I keep hearing that the US economy grew by only 1,000 jobs in December, and I am forced to wonder: how accurate are these employment statistics? Are 1,000 jobs even within the eror margin of these measurements? There are what, maybe 200 million jobs in the US, so 1,000 is 1/200 of one percent. Are the statistics and sampling methods even remotely this accurate?
This ought to get you started:
Bureau of Labor Statistics Technical Notes
According to Table 2-E, relative standard error for total nonfarm employment estimates is estimated to be 0.2%. Total nonfarm employment is hovering around 130 million workers.
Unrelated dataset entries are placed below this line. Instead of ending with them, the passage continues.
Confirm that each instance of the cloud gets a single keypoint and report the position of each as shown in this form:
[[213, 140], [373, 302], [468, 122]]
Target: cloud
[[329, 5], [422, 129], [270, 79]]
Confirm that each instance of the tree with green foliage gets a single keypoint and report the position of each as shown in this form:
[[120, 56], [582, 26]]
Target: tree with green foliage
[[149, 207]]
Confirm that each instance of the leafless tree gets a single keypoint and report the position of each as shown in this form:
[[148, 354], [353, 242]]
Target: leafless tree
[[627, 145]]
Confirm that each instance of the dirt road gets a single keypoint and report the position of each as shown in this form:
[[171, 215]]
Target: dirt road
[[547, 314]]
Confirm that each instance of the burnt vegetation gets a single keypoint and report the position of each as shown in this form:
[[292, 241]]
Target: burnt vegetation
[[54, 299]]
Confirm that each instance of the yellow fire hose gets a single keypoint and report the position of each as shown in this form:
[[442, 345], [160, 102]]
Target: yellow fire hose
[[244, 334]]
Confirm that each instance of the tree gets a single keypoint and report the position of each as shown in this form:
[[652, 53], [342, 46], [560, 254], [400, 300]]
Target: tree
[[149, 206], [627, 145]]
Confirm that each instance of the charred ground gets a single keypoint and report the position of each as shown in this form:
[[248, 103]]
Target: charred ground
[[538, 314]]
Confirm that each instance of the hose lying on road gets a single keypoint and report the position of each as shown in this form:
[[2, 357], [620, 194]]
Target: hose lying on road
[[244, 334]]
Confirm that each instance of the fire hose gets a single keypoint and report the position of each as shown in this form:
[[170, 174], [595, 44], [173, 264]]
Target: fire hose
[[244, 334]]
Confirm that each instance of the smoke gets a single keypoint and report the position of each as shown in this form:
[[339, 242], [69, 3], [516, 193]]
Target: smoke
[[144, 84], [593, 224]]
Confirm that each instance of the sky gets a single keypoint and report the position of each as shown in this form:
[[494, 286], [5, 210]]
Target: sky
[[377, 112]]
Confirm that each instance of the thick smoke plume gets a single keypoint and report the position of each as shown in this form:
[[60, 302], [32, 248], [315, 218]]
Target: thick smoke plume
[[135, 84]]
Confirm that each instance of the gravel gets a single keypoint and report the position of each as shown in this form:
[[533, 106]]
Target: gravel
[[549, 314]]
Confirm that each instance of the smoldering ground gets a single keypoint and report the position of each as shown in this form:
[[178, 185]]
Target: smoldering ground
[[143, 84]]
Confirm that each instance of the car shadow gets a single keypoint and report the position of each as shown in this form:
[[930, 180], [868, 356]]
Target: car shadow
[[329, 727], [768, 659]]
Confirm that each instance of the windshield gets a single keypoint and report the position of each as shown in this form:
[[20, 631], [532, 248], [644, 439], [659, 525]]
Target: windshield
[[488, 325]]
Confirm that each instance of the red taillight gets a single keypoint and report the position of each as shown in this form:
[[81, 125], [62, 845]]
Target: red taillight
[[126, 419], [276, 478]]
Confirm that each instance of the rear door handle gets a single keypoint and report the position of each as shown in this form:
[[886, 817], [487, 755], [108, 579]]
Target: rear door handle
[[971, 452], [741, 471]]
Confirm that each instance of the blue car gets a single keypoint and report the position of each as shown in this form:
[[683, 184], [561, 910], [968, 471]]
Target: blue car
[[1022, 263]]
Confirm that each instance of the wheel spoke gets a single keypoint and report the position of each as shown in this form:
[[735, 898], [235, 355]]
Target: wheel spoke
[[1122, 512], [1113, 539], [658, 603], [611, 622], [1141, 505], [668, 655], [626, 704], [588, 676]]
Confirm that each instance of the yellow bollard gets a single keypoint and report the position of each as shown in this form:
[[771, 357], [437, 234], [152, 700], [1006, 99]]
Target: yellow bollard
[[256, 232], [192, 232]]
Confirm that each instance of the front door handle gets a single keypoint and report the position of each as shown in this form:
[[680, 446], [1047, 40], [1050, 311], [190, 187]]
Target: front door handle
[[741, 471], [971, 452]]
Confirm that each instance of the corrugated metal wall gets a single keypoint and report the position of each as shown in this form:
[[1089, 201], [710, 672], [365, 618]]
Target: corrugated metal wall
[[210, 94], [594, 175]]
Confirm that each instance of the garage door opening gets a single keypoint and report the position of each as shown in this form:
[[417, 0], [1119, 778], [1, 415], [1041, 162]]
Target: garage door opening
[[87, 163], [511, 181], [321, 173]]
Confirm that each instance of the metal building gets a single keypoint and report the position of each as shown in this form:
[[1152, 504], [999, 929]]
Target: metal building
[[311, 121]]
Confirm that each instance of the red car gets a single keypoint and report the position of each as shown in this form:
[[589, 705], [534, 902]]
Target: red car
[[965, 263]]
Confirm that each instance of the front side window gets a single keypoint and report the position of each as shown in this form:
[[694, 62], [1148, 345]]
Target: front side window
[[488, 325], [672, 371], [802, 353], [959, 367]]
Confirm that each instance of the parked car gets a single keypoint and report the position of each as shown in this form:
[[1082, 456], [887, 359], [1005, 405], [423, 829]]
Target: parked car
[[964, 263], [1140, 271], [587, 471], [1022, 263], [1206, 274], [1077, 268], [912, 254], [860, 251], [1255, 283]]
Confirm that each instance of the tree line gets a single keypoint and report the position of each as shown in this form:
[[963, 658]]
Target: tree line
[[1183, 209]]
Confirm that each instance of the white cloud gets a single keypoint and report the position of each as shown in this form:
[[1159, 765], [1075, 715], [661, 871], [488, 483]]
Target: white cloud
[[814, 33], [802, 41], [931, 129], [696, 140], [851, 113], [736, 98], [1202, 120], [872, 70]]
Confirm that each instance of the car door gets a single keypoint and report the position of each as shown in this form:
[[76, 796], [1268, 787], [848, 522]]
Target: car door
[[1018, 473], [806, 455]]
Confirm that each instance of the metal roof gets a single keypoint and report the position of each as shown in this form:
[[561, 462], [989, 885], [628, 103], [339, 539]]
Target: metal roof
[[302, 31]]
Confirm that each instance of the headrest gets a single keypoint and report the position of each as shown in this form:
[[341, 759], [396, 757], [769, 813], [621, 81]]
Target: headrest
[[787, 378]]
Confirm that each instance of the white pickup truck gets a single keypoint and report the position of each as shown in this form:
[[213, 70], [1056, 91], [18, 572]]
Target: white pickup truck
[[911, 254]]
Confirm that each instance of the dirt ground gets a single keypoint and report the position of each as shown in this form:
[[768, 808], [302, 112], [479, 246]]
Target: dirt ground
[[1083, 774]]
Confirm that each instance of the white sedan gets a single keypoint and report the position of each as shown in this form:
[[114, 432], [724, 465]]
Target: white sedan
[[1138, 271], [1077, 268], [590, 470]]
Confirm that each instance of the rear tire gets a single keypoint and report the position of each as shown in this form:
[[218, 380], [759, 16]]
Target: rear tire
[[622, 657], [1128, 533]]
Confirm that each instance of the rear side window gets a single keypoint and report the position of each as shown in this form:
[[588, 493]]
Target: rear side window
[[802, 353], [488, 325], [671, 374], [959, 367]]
However, you’re particularly interested in this “only 1,000 new jobs from November to December” business. There’s at least two things you need to know: this figure is seasonally adjusted, and it is preliminary. Root mean squared error for preliminary estimates (as compared with final estimates) is 50,000 jobs, according to Table 2-D of the technical notes.
What does all this mean? The total change in jobs was assuredly not 1,000. It is an estimate, and it is seasonally adjusted (the non-adjusted change was negative 202,000 jobs, according to the BLS).
So why do it this way, and why is a modest, seasonally adjusted preliminary estimate of any use in the first place? Because if we measure it the same way each month and compare it across time, it can give us an estimate of how the economy is doing relatively speaking. Maybe the seasonally adjusted estimate is wrong, but it’s pretty likely that we’re worse off than we would be if the same estimate was up 250,000 jobs, no?
why would employment be seasonally adjusted upwards in December? You’d think that any seasonal adjustment would be downwards to get the temp holiday jobs out of the statistics.
You’d think that, wouldn’t you? In fact, non-adjusted employment was negative 9 Decembers since 1990. If I were at the office I could boot up my copy of E-Views and run you a quick estimate of what the coefficient would be (or, possibly more accurately, feed the data into the Census Bureau’s X-12 program). As it stands, I can leave you with this bit of advice: all theory is secondary to cold, hard data. For whatever reason, the BLS is adjusting it upward, and has since 1980 at least from a cursory glance at the data (though the magnitude of the adjustment appears to have increased significantly). The adjustment was negative in 1939, which also seems counter-intuitive. Obviously, Christmas related employment is currently completely offset, and then some, by decreases in some other sector, but which one that is I’d have to think about (it shouldn’t be agriculture, this data comprises only nonfarm employment).
You will be pleased to know that there is still a massive upward adjustment from December to January, though (lately, the non-adjusted decrease has been about 2.6 million jobs).